Question

Motion of a particle is given by equation \(S=(3t^3+7t^2+14t+8)\ m\), The value of acceleration of the particle at \(t=1 \ sec\) is:

• A. \(10\  m/s^2\)
• B. \(32 \ m/s^2\)
• C. \(23\  m/s^2\)
• D. \(16\  m/s\)

Answer 1

The Correct Option is B

To find the acceleration of the particle at \( t = 1 \) second, we need to follow these steps:

1. First, determine the velocity of the particle as a function of time by differentiating the position function with respect to time.
2. Then find the acceleration by differentiating the velocity function with respect to time.
3. Finally, substitute \( t = 1 \) second into the acceleration function to get the desired value.

Step-by-Step Solution

Step 1: Differentiate the position function to get velocity.

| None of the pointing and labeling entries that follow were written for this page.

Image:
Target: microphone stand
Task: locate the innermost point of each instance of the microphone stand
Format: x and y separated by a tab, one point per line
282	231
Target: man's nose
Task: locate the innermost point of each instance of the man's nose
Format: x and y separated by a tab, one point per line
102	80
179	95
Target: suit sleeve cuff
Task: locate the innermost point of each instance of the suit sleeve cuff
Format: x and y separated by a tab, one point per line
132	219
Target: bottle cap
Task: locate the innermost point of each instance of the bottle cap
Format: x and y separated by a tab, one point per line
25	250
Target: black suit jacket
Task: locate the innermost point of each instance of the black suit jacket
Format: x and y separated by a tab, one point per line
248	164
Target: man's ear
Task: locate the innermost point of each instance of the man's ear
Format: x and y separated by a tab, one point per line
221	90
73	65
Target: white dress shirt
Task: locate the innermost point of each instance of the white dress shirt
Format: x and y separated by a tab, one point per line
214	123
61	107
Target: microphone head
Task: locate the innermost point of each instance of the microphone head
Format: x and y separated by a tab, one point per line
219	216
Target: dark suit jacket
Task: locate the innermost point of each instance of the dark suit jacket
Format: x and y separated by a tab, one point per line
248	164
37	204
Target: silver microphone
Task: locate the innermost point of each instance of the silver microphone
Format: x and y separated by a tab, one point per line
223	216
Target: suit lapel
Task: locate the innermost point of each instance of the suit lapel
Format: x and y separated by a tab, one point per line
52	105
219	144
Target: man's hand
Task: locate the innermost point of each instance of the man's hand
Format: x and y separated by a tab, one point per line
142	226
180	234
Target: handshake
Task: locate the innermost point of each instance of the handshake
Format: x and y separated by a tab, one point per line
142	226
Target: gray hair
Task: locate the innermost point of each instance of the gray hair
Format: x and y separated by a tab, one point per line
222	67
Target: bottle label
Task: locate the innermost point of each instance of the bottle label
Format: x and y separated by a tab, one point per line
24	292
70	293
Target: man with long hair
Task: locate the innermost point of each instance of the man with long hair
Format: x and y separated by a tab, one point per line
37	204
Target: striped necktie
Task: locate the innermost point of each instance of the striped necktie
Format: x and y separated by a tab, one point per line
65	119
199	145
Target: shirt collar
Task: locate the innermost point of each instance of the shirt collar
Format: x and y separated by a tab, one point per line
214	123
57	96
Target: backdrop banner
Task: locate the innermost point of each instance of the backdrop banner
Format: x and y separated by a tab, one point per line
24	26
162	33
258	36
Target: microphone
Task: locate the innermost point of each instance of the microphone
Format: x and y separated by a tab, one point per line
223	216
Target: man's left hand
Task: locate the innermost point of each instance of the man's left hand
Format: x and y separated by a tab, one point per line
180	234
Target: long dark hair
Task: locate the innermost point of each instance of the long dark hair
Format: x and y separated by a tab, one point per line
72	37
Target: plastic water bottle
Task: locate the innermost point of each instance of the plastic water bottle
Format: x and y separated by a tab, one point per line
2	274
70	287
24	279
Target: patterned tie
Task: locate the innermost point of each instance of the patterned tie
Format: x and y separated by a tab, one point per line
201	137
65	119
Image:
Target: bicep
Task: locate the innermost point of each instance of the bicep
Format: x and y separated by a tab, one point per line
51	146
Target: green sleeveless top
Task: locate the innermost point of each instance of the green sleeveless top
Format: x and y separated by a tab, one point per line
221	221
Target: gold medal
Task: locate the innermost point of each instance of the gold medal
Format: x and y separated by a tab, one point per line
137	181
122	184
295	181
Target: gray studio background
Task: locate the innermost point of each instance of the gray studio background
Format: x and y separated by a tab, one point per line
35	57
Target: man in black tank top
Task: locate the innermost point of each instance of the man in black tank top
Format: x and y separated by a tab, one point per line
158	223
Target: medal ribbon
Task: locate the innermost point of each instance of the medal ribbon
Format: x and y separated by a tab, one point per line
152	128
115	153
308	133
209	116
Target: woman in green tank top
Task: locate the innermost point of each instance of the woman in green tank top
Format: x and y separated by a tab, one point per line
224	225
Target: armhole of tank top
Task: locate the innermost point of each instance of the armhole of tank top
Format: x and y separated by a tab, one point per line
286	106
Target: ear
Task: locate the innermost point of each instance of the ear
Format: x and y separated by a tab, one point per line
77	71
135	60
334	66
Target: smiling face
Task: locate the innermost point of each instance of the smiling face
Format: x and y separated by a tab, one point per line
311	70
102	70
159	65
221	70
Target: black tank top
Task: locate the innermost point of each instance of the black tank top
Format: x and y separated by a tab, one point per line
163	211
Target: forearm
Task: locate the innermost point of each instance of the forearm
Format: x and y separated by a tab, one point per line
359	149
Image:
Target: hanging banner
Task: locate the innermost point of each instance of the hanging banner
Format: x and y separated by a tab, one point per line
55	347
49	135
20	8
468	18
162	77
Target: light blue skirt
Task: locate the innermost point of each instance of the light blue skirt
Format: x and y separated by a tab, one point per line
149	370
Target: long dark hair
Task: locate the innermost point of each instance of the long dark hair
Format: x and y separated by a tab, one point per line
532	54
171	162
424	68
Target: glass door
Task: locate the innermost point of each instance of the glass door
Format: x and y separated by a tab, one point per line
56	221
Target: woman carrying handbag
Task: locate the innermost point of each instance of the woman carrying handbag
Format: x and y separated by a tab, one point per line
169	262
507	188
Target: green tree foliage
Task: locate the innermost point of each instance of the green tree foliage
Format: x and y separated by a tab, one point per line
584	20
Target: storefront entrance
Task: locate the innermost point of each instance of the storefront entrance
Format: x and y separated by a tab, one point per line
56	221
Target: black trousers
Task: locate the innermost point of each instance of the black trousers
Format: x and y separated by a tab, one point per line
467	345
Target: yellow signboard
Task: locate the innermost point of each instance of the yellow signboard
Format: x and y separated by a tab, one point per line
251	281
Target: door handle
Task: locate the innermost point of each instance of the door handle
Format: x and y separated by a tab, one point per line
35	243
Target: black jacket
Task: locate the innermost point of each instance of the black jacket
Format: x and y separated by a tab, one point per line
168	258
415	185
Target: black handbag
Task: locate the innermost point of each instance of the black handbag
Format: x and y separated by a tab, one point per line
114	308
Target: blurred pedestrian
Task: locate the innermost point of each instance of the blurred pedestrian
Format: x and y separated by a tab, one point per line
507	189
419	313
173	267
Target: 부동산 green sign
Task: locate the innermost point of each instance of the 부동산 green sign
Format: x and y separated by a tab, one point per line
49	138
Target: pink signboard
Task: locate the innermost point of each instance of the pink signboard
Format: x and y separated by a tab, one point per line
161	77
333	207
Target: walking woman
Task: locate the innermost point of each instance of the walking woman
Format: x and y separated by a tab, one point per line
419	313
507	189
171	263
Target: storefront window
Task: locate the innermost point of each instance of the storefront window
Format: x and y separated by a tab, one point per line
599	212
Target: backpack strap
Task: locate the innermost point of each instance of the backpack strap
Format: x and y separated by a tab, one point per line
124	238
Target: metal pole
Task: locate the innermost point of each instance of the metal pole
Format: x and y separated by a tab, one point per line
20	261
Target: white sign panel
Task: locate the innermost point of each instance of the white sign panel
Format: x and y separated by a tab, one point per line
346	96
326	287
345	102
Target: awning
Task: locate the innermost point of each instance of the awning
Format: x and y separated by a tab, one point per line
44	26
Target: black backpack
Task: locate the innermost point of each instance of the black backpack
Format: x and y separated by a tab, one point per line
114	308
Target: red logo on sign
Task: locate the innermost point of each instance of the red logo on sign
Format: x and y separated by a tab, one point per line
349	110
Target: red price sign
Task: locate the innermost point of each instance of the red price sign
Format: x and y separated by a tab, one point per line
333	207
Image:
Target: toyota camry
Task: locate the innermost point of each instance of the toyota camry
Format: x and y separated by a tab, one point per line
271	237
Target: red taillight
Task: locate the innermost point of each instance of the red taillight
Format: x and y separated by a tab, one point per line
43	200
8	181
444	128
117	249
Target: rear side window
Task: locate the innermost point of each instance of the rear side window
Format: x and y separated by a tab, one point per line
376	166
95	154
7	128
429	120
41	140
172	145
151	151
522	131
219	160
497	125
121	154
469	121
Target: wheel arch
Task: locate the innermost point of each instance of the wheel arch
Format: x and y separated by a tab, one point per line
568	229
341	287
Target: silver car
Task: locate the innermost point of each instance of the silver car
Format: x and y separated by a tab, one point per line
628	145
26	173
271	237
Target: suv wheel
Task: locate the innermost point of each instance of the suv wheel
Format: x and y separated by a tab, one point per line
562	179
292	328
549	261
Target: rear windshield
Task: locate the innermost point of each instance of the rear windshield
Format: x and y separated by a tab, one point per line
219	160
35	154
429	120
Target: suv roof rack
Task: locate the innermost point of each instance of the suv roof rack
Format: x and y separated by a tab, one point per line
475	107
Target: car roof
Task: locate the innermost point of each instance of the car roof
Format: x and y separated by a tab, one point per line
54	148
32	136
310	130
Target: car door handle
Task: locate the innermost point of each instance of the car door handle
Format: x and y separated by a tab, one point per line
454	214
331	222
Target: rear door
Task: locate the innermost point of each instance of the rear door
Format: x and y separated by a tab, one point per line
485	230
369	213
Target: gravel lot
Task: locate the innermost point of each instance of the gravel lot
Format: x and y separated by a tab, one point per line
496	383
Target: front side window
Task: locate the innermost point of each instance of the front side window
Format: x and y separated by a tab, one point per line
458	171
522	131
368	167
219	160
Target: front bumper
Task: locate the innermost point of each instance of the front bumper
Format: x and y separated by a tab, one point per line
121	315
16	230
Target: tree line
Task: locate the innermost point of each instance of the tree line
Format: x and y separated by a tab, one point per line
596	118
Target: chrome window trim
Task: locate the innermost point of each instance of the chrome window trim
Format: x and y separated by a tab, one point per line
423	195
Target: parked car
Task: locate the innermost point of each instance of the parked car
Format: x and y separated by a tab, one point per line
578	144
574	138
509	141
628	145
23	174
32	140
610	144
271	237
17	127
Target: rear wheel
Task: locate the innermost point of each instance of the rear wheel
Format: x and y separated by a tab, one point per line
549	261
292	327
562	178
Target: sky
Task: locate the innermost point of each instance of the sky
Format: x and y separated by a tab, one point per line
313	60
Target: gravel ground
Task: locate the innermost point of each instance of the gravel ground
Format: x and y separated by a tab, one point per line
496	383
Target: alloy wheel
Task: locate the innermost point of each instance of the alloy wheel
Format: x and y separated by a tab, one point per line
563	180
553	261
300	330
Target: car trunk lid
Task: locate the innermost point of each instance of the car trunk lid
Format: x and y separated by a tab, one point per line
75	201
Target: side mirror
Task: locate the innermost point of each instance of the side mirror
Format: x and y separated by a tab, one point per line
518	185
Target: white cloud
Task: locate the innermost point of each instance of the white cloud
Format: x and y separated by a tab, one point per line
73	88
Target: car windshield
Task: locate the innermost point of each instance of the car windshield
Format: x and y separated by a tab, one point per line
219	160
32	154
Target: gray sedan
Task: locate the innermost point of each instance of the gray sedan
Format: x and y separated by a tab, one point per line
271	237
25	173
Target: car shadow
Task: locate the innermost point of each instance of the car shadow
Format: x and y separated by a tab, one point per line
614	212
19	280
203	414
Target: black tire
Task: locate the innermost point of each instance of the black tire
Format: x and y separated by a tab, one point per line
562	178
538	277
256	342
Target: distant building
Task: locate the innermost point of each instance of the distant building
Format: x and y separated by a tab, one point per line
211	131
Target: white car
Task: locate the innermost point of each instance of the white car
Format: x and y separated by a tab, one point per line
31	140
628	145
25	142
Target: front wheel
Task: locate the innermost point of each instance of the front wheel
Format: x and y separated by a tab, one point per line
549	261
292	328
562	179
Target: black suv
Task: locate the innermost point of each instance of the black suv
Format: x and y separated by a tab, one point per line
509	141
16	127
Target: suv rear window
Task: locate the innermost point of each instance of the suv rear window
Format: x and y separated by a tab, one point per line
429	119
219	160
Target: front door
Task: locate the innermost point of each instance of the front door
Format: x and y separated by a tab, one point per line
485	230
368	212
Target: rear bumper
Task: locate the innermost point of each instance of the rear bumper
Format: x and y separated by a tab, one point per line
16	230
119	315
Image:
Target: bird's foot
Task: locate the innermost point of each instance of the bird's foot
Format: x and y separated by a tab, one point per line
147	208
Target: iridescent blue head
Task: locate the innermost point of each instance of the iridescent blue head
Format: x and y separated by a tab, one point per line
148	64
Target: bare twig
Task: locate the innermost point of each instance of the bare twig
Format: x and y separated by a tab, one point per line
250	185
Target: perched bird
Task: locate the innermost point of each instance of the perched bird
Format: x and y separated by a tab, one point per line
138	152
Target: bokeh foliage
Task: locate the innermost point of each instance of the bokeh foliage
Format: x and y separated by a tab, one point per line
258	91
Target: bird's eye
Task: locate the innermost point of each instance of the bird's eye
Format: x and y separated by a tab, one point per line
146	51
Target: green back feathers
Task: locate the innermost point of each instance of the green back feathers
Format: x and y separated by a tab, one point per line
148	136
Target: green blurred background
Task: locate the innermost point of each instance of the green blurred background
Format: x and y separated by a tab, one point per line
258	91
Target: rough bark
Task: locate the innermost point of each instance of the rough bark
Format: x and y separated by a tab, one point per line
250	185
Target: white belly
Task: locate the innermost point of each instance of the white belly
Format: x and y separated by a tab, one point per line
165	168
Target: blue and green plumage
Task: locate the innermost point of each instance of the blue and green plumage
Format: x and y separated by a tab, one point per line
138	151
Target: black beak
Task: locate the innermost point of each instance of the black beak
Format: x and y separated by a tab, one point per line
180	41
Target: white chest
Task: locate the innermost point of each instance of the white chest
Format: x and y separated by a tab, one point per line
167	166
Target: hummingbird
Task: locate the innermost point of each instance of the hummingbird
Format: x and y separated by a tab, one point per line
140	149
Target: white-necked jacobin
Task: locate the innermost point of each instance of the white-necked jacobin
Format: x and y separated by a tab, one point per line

The position of the particle as a function of time is given by:

S = 3t^3 + 7t^2 + 14t + 8.

Velocity, \( V(t) \), is the first derivative of position \( S \) with respect to time \( t \):

V(t) = \frac{d}{dt}(3t^3 + 7t^2 + 14t + 8) = 9t^2 + 14t + 14.

Step 2: Differentiate the velocity function to get acceleration.

Acceleration, \( a(t) \), is the first derivative of velocity \( V(t) \) with respect to time \( t \):

a(t) = \frac{d}{dt}(9t^2 + 14t + 14) = 18t + 14.

Step 3: Substitute \( t = 1 \) second into the acceleration function.

a(1) = 18(1) + 14 = 18 + 14 = 32 \ m/s^2.

Conclusion:

The acceleration of the particle at \( t = 1 \) second is 32 \ m/s^2, confirming that the correct answer is indeed 32 \ m/s^2.